Heavy furnitures. Not much you can do with these. You can either push one behind a door or another barricade, or rotate it sideways to benefit from different height/width it will provide. You can chop wooden ones for boards. If there's a flat ground hatch somewhere, going down to a basement or a bunker, you can push it above it to hide it. Remember the scene from The Road, the book?
Rotating these is a simple matter of adding a context menu, and again, assuming it is a square-grid-based game, you only need a few options to rotate it by 90° in either axis and have the rotation apply and actually rotate objects only when you've "pre-rotated" into the desired orientation.
Now the dynamics of these objects. Simpler it is, the better. First, any furniture or object could be thought of as made up of n objects where n could be a base piece of boards. Give only a few levels of "resistance" to each object, and in turn to each base piece. Don't deal with varied materials. A resistance level could mean how many turns it takes a force level to break it, where a single zombie could have either force level in a short range like 1-5, depending on zombie's condition (fresh, heavily decayed, missing limbs etc.).
If a door is made up of n pieces with a quality of 10, zombies need to apply 10n or something like { 10n x (0.75) } to completely break through the barricade. Let's say, a "fresh", "healthy" (for lack of better words) and regular (average body, not extra-muscular/strong) zombie can apply a force of 4. This zombie alone can break 2 pieces of boards every 5 turns. Another zombie joins, and now they can break 1 piece every 5 turns. Another one starts pushing from behind, adding a, let's say, force of 1 per 1 or 2 turns. More zombies show up and start pushing from back lines, applying a force on the door every turn, and amplified as more zombies join the show. Now, there's a hierarchical transfer of force between zombies based on tiles with an amplification curve that goes up based on spread towards middles of the hoard, and down based on back lines. This can easily be determined by angle/relation of each zombie to the next and the first zombie and the amount of force transfer. Noticing that the shit has hit the fan, you can push that metal cupboard to the door to reinforce it. This will either add penalties to the force applied by zombies or add bonuses to the wall. Whichever is easier to implement (than whichever makes sense; the result is the same).

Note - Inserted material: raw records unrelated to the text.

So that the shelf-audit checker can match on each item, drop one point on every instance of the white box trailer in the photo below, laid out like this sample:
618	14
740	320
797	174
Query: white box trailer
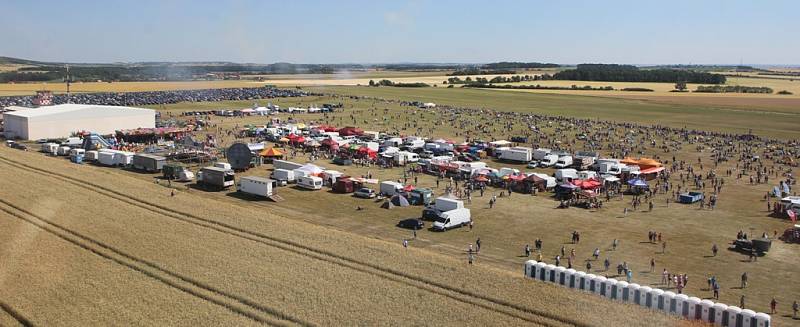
539	153
258	186
148	162
548	160
283	175
283	164
564	162
452	219
517	154
390	188
310	182
50	148
447	204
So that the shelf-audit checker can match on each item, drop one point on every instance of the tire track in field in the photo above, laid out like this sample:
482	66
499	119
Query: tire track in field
500	306
242	306
16	315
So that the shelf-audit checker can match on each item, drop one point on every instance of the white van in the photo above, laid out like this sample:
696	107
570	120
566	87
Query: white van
310	182
452	219
564	162
548	160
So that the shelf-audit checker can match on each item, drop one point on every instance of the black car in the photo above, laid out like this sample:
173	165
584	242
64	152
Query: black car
412	223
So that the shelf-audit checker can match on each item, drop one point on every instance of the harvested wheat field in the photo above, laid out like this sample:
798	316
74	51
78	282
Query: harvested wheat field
94	246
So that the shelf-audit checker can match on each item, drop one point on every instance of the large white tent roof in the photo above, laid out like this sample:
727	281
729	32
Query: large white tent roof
77	111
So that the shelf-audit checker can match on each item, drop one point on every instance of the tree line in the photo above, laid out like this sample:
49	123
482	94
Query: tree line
629	73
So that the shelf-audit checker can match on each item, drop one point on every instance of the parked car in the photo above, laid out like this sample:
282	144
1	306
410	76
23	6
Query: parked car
366	193
20	146
411	223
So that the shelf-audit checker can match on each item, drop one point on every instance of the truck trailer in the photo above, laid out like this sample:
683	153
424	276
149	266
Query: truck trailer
148	162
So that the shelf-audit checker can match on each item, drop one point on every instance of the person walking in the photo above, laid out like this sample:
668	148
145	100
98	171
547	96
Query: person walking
744	280
716	290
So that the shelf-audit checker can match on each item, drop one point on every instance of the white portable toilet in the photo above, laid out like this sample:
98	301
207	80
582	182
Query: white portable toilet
541	271
730	316
634	293
656	301
549	273
706	314
717	310
529	268
561	276
762	320
591	283
621	288
748	317
570	276
600	285
580	280
611	288
670	304
682	307
644	294
695	310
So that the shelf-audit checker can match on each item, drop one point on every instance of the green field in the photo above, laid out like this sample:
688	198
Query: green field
768	122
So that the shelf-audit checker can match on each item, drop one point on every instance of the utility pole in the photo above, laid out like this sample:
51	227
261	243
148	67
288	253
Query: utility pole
68	81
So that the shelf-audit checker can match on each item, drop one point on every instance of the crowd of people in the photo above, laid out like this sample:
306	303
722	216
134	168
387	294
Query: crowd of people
159	97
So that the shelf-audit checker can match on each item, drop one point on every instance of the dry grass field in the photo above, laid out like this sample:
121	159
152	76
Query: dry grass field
94	245
690	231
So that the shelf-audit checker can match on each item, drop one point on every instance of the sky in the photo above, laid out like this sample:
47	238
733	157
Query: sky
383	31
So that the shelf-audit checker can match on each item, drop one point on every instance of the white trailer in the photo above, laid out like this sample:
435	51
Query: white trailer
310	182
539	153
517	154
548	160
283	175
564	162
390	188
452	219
258	186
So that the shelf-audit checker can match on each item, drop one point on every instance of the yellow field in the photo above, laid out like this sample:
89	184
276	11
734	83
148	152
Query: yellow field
94	246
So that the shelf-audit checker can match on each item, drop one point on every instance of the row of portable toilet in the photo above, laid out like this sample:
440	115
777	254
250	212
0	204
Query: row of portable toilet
678	304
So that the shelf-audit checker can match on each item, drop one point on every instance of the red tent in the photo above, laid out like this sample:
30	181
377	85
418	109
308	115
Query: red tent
351	131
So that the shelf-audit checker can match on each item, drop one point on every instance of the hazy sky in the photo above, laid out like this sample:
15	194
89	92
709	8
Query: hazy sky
341	31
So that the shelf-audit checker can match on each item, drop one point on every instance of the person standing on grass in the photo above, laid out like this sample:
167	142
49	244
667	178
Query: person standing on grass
772	306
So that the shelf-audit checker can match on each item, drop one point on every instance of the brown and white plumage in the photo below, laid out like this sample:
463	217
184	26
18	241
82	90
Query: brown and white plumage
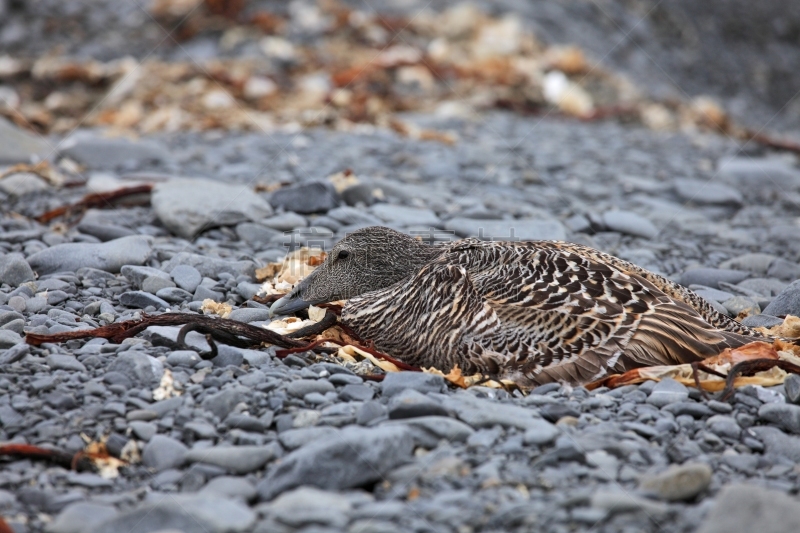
534	312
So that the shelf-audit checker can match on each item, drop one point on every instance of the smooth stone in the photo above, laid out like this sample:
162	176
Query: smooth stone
138	367
792	388
187	206
20	184
614	501
667	391
186	277
410	404
757	263
306	198
19	146
136	274
356	392
762	321
9	339
750	507
397	382
223	402
291	439
162	452
143	430
787	302
14	270
707	192
108	256
713	295
508	230
249	314
142	300
60	361
109	153
153	284
174	295
347	215
230	487
540	432
357	457
187	513
301	387
210	267
679	483
286	221
429	431
630	223
310	506
784	415
784	270
187	358
711	277
81	517
742	304
404	215
239	460
778	443
256	235
759	171
484	413
104	232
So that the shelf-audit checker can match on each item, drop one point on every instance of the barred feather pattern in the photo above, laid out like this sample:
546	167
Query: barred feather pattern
537	312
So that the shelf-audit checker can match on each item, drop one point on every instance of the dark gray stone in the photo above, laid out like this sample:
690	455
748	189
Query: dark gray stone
223	402
60	361
402	215
210	267
19	146
186	277
306	198
711	277
749	507
630	223
707	192
357	456
762	321
139	367
667	391
792	387
188	206
356	392
108	256
396	382
162	452
785	416
508	230
787	302
107	153
410	404
302	387
188	513
238	460
81	517
14	270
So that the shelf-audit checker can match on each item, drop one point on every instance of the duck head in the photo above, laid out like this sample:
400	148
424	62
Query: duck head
365	260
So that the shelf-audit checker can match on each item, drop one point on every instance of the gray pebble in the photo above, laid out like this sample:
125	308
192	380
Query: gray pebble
236	459
162	452
14	270
109	256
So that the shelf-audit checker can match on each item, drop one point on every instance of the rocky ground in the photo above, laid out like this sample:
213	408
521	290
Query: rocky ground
250	442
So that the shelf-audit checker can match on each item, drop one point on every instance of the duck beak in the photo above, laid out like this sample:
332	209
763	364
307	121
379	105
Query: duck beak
293	301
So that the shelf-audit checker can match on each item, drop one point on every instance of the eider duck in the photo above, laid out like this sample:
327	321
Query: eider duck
532	312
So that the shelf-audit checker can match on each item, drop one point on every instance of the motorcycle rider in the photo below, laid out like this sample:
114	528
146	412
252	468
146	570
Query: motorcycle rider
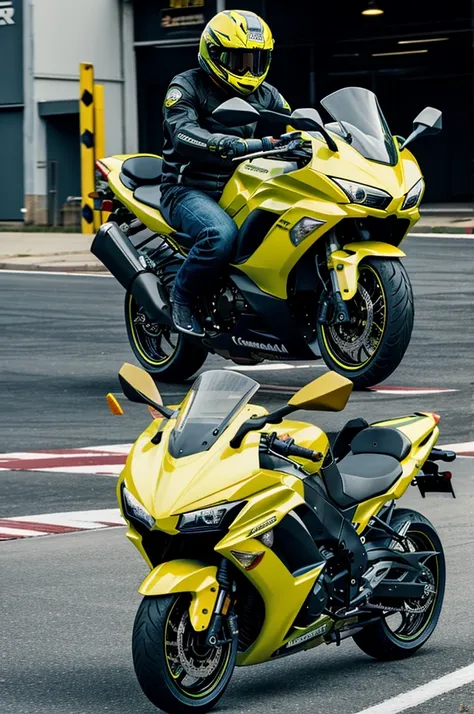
234	57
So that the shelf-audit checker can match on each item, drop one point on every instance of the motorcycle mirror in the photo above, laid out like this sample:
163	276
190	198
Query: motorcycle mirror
328	393
114	405
235	112
138	386
429	121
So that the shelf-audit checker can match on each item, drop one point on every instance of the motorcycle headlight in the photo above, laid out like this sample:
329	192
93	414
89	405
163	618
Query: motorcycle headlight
135	511
208	519
414	195
364	195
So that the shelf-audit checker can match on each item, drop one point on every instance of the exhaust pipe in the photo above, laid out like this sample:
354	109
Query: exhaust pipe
114	250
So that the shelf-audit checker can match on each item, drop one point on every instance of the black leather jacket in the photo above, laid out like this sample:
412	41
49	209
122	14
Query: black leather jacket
188	126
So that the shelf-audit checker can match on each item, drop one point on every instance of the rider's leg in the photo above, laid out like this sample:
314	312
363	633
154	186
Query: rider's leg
214	232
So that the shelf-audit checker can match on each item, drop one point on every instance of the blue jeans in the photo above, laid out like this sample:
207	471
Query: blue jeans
214	232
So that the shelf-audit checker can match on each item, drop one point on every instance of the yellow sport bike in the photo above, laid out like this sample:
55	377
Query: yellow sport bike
316	271
263	540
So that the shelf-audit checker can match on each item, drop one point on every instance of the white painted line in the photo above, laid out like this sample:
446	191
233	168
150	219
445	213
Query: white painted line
446	211
457	236
464	446
20	532
272	367
422	694
56	272
105	470
410	392
76	519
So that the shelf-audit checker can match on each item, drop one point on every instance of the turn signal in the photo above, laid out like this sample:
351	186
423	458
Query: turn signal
436	417
113	405
249	561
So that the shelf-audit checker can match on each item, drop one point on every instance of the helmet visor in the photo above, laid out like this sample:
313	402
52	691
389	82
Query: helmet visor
240	62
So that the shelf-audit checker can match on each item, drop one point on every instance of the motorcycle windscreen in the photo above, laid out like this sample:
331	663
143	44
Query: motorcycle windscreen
215	398
359	113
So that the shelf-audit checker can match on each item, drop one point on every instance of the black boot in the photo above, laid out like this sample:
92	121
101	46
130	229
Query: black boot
185	321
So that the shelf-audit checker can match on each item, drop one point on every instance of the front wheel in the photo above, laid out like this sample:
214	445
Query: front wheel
407	625
166	354
175	668
371	346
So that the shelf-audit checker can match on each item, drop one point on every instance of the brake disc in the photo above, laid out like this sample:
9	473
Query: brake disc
195	664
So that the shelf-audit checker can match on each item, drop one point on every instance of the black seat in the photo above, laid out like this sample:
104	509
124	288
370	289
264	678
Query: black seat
149	195
359	477
143	169
381	440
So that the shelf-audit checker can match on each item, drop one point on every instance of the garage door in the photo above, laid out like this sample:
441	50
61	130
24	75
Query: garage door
11	172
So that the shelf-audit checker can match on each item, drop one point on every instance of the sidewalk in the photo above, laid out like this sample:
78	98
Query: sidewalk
70	252
64	252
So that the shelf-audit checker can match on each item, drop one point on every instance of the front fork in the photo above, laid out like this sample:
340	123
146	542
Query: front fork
216	636
333	298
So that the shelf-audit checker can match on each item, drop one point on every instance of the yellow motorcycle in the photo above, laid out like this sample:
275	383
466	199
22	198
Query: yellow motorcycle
263	540
317	269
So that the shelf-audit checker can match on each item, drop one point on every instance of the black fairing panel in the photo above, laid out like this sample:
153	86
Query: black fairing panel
276	316
252	233
294	545
342	443
327	524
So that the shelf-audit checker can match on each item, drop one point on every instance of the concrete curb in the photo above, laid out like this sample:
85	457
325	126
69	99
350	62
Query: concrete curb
35	267
467	230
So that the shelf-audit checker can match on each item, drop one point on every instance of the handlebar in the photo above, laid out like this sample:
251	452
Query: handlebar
289	448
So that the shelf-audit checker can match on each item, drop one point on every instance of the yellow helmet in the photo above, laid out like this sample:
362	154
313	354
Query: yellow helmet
236	50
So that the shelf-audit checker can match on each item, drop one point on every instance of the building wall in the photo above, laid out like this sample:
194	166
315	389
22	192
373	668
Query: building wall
61	36
11	110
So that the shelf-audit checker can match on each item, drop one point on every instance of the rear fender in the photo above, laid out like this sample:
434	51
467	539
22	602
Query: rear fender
346	262
186	576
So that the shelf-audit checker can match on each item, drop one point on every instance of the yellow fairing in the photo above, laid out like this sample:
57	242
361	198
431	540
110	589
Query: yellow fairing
423	434
271	578
186	576
346	262
291	194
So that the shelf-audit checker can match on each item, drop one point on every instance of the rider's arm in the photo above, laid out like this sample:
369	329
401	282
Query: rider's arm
181	117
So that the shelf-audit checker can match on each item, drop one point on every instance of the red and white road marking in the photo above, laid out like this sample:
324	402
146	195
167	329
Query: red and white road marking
464	449
98	460
107	460
58	523
410	391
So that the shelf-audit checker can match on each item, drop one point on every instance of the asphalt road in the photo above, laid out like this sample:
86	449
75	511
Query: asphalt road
67	602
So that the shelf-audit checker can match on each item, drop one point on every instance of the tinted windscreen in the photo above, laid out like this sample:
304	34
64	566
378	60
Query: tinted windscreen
213	400
359	113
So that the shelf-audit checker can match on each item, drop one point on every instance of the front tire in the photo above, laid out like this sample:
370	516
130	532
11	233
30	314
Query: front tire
165	354
389	639
176	670
372	345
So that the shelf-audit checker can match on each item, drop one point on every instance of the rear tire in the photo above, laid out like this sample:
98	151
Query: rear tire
367	357
165	354
163	648
379	640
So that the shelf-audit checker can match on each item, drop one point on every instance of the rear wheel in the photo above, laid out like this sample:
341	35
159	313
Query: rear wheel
164	353
371	346
398	635
176	670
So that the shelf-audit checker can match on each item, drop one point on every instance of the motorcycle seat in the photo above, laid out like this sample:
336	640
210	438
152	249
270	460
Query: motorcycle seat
359	477
367	475
143	170
149	195
381	440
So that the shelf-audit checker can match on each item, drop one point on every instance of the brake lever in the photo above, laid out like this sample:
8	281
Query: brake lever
258	154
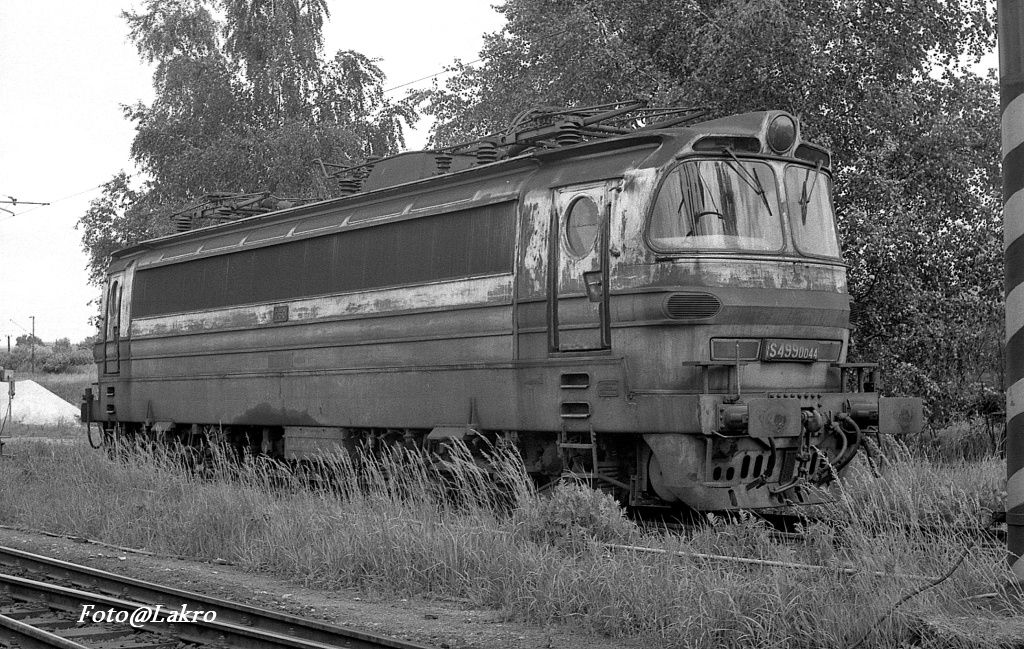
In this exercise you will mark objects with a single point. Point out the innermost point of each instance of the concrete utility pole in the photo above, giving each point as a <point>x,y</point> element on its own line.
<point>1011,15</point>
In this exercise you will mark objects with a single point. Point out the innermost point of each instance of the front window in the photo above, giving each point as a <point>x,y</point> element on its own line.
<point>717,205</point>
<point>809,200</point>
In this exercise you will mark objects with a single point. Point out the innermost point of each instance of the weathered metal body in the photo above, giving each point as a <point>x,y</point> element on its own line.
<point>553,298</point>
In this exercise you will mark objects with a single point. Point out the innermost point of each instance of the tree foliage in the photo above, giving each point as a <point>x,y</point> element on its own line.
<point>884,84</point>
<point>244,101</point>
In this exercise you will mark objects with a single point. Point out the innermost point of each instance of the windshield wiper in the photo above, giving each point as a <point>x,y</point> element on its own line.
<point>805,196</point>
<point>747,175</point>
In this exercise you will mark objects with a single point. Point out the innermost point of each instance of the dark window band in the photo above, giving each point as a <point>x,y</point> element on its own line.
<point>475,242</point>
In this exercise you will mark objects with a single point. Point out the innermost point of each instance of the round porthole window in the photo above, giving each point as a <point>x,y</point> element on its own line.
<point>582,225</point>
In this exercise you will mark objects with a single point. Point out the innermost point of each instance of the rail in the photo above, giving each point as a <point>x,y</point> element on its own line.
<point>236,624</point>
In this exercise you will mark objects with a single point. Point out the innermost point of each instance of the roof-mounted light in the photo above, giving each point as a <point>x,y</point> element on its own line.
<point>781,133</point>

Uhh, I don't know. I'm making these up as I go and Getting tired, it's already morning here. These examples, as far as my scripting knowledge and experience go, are also very doable in Oblivion/Fallout 3 as well and I'm specifically giving these as examples because pulling any kind of seemingly advanced stuff in games which have nothing like the desired thing speaks volumes about the simplicity involved. There's no one single solution, but there's no real solution that's too complex, and in the big picture, it's not a matter of technical complexity and difficulty, but of balance and perseverance.
Speaking of which, have you even made a note of checking that game I mentioned?
Can it be done simpler? I'm not sure and you aren't helping. If you've calmed down sufficiently to have a reasonable discussion, let me know how you think it could be done, which is probably the most constructive attitude one might have.
Sadly, you yourself would need to stop taking everything as if it's a personal attack and reply accordingly, and come forward earlier with what you're doing only now at 5th page, not to mention not accusing anyone who disagrees with you to be spewing bullshit, which would would probably be an even more constructive attitude.